Bewerken

Delen via


How to ingest data with the REST API

Applies to: ✅ Microsoft FabricAzure Data Explorer

The Kusto.Ingest library is preferred for ingesting data to your database. However, you can still achieve almost the same functionality, without being dependent on the Kusto.Ingest package. This article shows you how, by using Queued Ingestion to your database for production-grade pipelines.

Note

The code below is written in C#, and makes use of the Azure Storage SDK, the Microsoft Authentication Library (MSAL), and the NewtonSoft.JSON package, to simplify the sample code. If needed, the corresponding code can be replaced with appropriate Azure Storage REST API calls, non-.NET MSAL package, and any available JSON handling package.

This article deals with the recommended mode of ingestion. For the Kusto.Ingest library, its corresponding entity is the IKustoQueuedIngestClient interface. Here, the client code interacts with your database by posting ingestion notification messages to an Azure queue. References to the messages are obtained from the Kusto Data Management (also known as the Ingestion) service. Interaction with the service must be authenticated with Microsoft Entra ID.

The following code shows how the Kusto Data Management service handles queued data ingestion without using the Kusto.Ingest library. This example may be useful if full .NET is inaccessible or unavailable because of the environment, or other restrictions.

The code includes the steps to create an Azure Storage client and upload the data to a blob. Each step is described in greater detail, after the sample code.

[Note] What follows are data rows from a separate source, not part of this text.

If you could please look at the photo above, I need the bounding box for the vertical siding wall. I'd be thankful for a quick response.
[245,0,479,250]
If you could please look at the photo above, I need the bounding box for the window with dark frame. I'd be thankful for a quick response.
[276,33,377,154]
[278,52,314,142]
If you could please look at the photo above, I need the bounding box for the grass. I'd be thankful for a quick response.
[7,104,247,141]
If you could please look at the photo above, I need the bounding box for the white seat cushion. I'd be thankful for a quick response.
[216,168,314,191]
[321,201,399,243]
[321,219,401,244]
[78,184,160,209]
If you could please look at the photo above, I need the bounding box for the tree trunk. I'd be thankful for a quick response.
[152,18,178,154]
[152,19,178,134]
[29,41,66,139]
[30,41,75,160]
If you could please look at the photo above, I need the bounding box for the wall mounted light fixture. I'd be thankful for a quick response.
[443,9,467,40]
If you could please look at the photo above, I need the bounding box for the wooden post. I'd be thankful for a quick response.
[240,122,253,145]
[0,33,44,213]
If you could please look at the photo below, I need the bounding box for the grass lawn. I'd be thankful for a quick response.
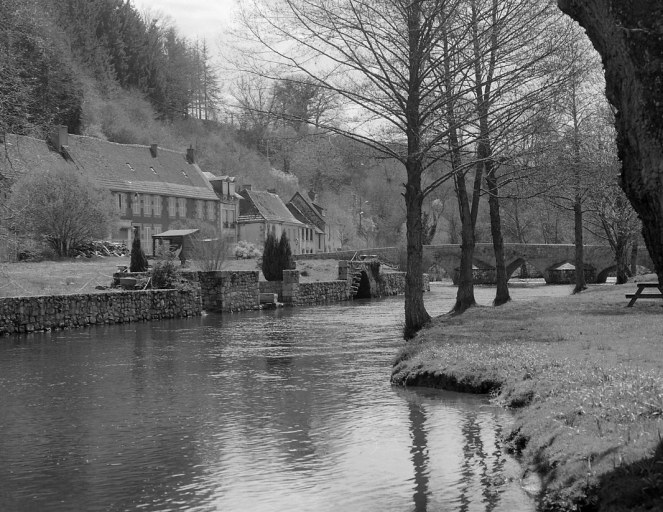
[392,281,663,511]
[0,256,347,297]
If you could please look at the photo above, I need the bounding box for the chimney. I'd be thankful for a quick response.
[267,188,277,194]
[240,184,252,191]
[150,144,158,158]
[186,145,195,164]
[50,125,68,152]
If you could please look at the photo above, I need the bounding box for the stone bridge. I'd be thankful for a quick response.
[297,244,654,284]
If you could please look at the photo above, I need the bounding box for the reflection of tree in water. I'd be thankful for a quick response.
[457,412,505,512]
[408,398,430,512]
[262,321,318,468]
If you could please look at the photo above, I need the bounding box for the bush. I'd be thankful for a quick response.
[235,240,261,259]
[150,254,180,289]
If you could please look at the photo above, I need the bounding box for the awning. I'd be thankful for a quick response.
[152,229,199,238]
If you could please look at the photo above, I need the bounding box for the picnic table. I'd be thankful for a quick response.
[625,282,663,307]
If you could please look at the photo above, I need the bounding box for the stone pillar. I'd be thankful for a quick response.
[282,270,300,304]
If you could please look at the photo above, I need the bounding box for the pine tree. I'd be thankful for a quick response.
[261,231,280,281]
[130,229,148,272]
[278,231,293,273]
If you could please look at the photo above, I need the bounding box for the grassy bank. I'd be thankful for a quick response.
[0,257,346,297]
[392,282,663,511]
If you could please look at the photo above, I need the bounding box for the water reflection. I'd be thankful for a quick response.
[0,284,542,511]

  1. Obtain an authentication token for accessing the ingestion service
  2. Query the ingestion service to obtain:
  3. Upload data to a blob on one of the blob containers obtained from Kusto in (2)
  4. Compose an ingestion message that identifies the target database and table and that points to the blob from (3)
  5. Post the ingestion message we composed in (4) to an ingestion queue obtained in (2)
  6. Retrieve any error found by the service during ingestion
// A container class for ingestion resources we are going to obtain
internal class IngestionResourcesSnapshot
{
    public IList<string> IngestionQueues { get; set; } = new List<string>();
    public IList<string> TempStorageContainers { get; set; } = new List<string>();

    public string FailureNotificationsQueue { get; set; } = string.Empty;
    public string SuccessNotificationsQueue { get; set; } = string.Empty;
}

public static void IngestSingleFile(string file, string db, string table, string ingestionMappingRef)
{
    // Your ingestion service URI
    var dmServiceBaseUri = @"{serviceURI}";
    // 1. Authenticate the interactive user (or application) to access Kusto ingestion service
    var bearerToken = AuthenticateInteractiveUser(dmServiceBaseUri);
    // 2a. Retrieve ingestion resources
    var ingestionResources = RetrieveIngestionResources(dmServiceBaseUri, bearerToken);
    // 2b. Retrieve Kusto identity token
    var identityToken = RetrieveKustoIdentityToken(dmServiceBaseUri, bearerToken);
    // 3. Upload file to one of the blob containers.
    // This example uses the first one, but when working with multiple blobs,
    // one should round-robin the containers in order to prevent throttling
    var blobName = $"TestData{DateTime.UtcNow:yyyy-MM-dd_HH-mm-ss.FFF}";
    var blobUriWithSas = UploadFileToBlobContainer(
        file, ingestionResources.TempStorageContainers.First(), blobName,
        out var blobSizeBytes
    );
    // 4. Compose ingestion command
    var ingestionMessage = PrepareIngestionMessage(db, table, blobUriWithSas, blobSizeBytes, ingestionMappingRef, identityToken);
    // 5. Post ingestion command to one of the previously obtained ingestion queues.
    // This example uses the first one, but when working with multiple blobs,
    // one should round-robin the queues in order to prevent throttling
    PostMessageToQueue(ingestionResources.IngestionQueues.First(), ingestionMessage);

    Thread.Sleep(20000);

    // 6a. Read success notifications
    var successes = PopTopMessagesFromQueue(ingestionResources.SuccessNotificationsQueue, 32);
    foreach (var sm in successes)
    {
        Console.WriteLine($"Ingestion completed: {sm}");
    }

    // 6b. Read failure notifications
    var errors = PopTopMessagesFromQueue(ingestionResources.FailureNotificationsQueue, 32);
    foreach (var em in errors)
    {
        Console.WriteLine($"Ingestion error: {em}");
    }
}

Using queued ingestion for production-grade pipelines

Obtain authentication evidence from Microsoft Entra ID

Here we use Microsoft Authentication Library (MSAL) to obtain a Microsoft Entra token to access the Kusto Data Management service and ask for its input queues. MSAL is available on multiple platforms.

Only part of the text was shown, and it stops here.